Parisian physicians were beginning to specialize in different areas of medicine such as obstetrics, lunacy, and ophthalmology. Ultimately the specialist posed a threat to the general practitioners despite their humane and scientific motives and activities. The prevailing theory of the time was that the body was a whole unit, its parts being interconnected in such a way that specialization of one function or part would jeopardize the functions of the whole body. The bitter practitioners also feared they would lose their patients to specialist hospitals, depriving the doctors of an income. Eventually the widespread success and fame of specialists was tarnished by the practitioners "labeling the specialist as a greedy profiteer, seeking only to line his pockets" (Peterson 272).
The income of a medical man varied widely. While most apothecaries and surgeons had to play dual roles to earn enough to survive, high ranking physician consultants in London (between 1824 and 1846) could earn between 1500 and 2000 pounds a year. By the end of the century this figure increased to between 4000 and 5000 pounds a year. Wealthy physicians often owned estates, country homes, and many horses and carriages, and employed many servants. Financial success depended on clientele, expertise, and whether or not the physician was considered fashionable within social circles.
Ironically, most physicians regardless of status were ignorant of drug actions, even as late as 1850, and "were content to enquire about previous illness and present appetite: to feel the pulse, and to observe the appearance of the eyes, tongue, urine, and faeces, in that order of interest" (Younson 19).
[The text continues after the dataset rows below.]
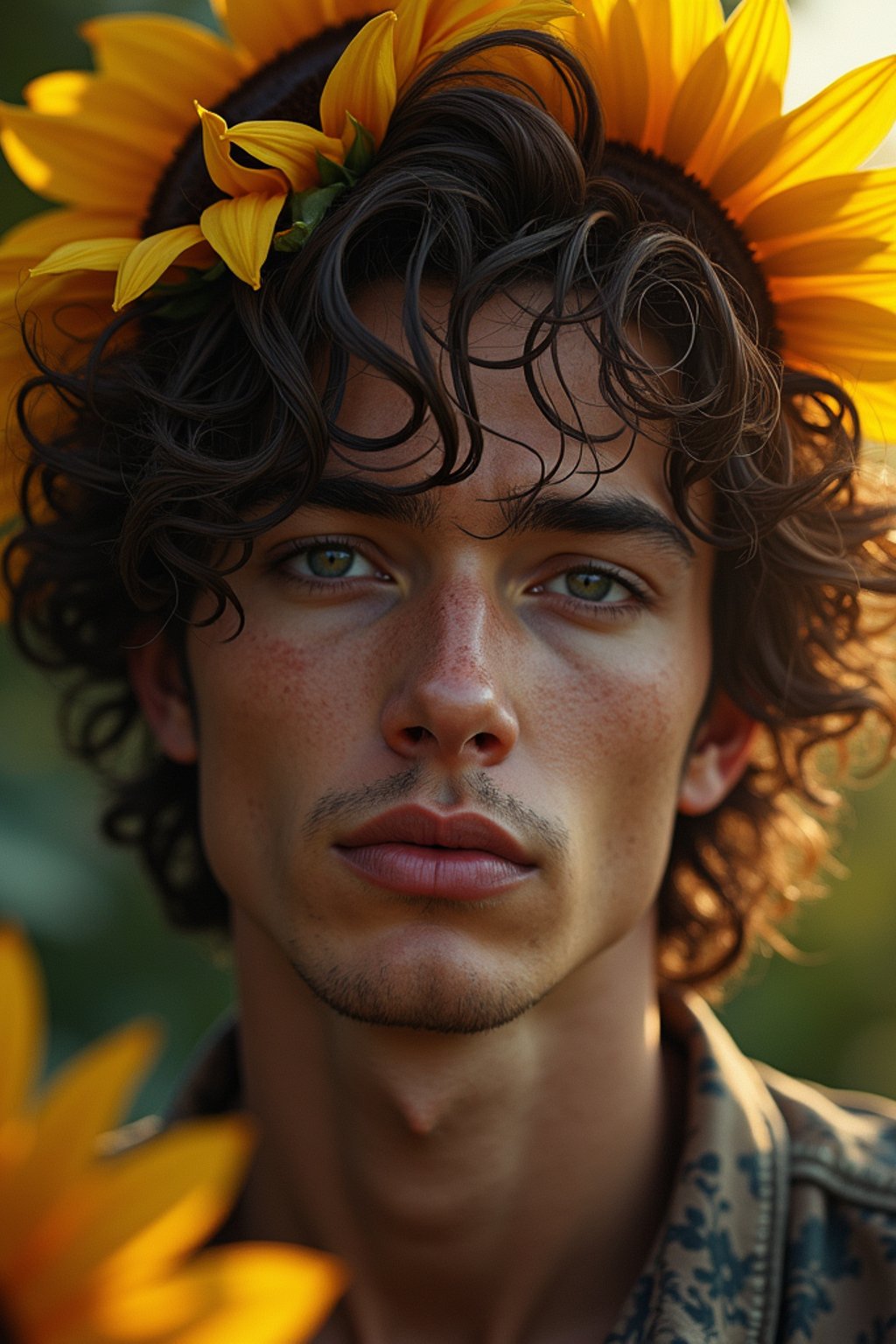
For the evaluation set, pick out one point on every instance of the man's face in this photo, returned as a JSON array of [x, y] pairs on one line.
[[436, 672]]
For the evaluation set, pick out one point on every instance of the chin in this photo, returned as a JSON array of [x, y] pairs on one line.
[[421, 998]]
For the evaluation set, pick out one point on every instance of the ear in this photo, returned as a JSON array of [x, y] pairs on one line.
[[158, 684], [718, 759]]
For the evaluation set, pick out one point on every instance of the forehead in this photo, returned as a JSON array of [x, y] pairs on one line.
[[522, 449]]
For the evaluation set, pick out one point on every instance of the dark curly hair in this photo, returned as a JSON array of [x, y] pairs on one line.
[[188, 438]]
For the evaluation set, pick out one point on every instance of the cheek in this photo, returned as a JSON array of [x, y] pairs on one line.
[[270, 718], [622, 724]]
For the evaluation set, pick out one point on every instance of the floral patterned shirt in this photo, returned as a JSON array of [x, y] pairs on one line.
[[782, 1222]]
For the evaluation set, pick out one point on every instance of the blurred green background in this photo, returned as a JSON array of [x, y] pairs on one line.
[[830, 1015]]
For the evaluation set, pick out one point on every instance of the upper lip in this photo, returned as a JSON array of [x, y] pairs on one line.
[[449, 831]]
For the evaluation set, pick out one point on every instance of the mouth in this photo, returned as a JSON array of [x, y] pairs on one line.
[[434, 855]]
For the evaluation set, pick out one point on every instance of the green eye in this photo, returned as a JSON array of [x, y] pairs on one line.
[[592, 588], [329, 562]]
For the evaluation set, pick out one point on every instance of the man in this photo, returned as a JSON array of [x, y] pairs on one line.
[[456, 571]]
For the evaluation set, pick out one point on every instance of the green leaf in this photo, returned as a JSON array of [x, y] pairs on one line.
[[293, 238], [360, 156]]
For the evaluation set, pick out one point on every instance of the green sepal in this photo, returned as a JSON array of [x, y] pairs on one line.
[[360, 156], [306, 210], [191, 298]]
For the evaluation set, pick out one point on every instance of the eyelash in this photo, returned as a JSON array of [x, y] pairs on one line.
[[615, 611]]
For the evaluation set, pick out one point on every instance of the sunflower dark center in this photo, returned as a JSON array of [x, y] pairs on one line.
[[5, 1329], [286, 89], [670, 195]]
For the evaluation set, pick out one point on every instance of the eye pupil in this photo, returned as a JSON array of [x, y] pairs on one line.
[[329, 562], [587, 584]]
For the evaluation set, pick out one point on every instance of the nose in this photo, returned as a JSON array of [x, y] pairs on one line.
[[451, 702]]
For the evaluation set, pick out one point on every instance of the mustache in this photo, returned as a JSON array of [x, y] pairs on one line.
[[352, 805]]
These kinds of practices were to change with the passing of the Medical Act Amendment Act of 1886. The small group of dedicated and knowledgeable men of medicine, whose goal was to reform medical education and thereby change medical practices, finally had a voice in Parliament. Gone were the antics such as "Steeplechases in the dissecting room, cheating on the Latin examination, flirting with the barmaid, gin-and water until three o'clock in the morning" (Peterson 40). By the 1880's, these stereotypical university scenes were replaced by "a new image of the medical student: surrounded by books, a model of human skull at his elbow, he labored over his studies with gravity and decorum late in to the night" (Peterson 40). Because of the efforts of the enlightened few, and because of the discoveries happening in other European countries, the United Kingdom was finally able to give the medical profession the much desired respect and reform that it needed, making medicine a profession to be revered and a source of pride to all those who practiced it.
Peterson, M. Jeanne. The Medical Profession in Mid-Victorian London. Berkeley, Los Angeles, London: U of California P, 1978.
Pfeiffer, Carl J. The Art and Practice of Western Medicine in the Early Nineteenth Century. Jefferson, NC, and London: McFarland, 1985.
Youngson, A.J. The Scientific Revolution in Victorian Medicine. New York: Holmes and Meier, 1979.